Arti Syajaroh secara Bahasa dan Istilah

Syajaroh adalah kata tunggal yang dijamakkan dalam bentuk kata syajar, syajarot, dan asyjar. Syajar adalah sekelompok tumbuhan yang berpokok. [3] Dan berhubung syajaroh (pohon) adalah tumbuhan yang berpokok dan berakar kuat maka secara istilah kata itu juga digunakan untuk asal-usul dan keturunannya. Kalimat fulanun min syajarotin mubarokah berarti dia mempunyai asal-asul yang diberkahi. [4]
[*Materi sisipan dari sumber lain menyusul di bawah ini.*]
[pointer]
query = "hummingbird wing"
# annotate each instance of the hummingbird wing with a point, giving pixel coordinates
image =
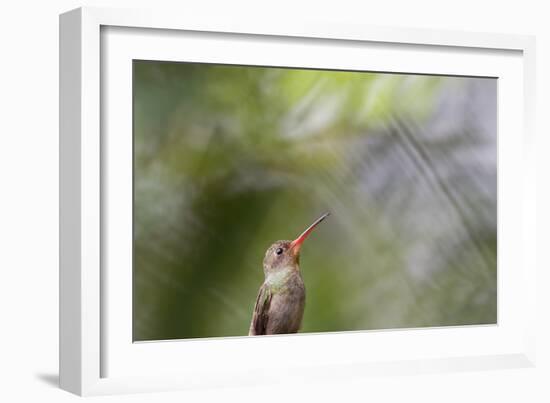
(260, 316)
Dan berdasarkan penjelasan ini, dapat disaksikan bahwa ada beberapa ayat al-Qur’an yang menunjukkan makna itu, seperti:


﴿ اَلَمْ تَرَ كَيْفَ ضَرَبَ اللّه‏ُ مَثَلاً كَلِمَةً طَيِّبَةً كَشَجَرَةٍ طَيِّبَةً اَصْلُهَا ثَابِتٌ وَ فَرْعُهَا فِي السَّماءِ ﴾ / ابراهیم: 24

Artinya: “Tidakkah kamu perhatikan bagaimana Allah telah membuat perumpamaan kalimat yang baik seperti pohon yang bagus, akarnya teguh dan cabangnya menjulang ke langit”. (QS. Ibrahim: 24).
Dan ayat:


﴿ وَ مَثَلُ كَلِمَةِ خَبِيثَةً كَشَجَرَةٍ خَبِيثَةٍ اجْتُثَّتْ مِنْ فَوقِ الاْءَرْضِ مَالَهَا مِنْ قَرَارٍ ﴾ / ابراهیم: 26

Artinya: “Dan perumpamaan kalimat yang buruk seperti pohon yang jelek, yang terbongkar dari tanah, tidak dapat tetap (tegak)”. (QS. Ibrahim: 26).

Penggunaan kata ini juga bisa ditemukan dalam hadis-hadis, contohnya dalam sebuah hadis Rasulullah saw. bersabda kepada Amirul Mukminin Ali bin Abi Thalib as.: “Wahai Ali! Orang-orang berasal dari berbagai pohon, sedangkan aku dan kamu berasal dari satu pohon”. [5]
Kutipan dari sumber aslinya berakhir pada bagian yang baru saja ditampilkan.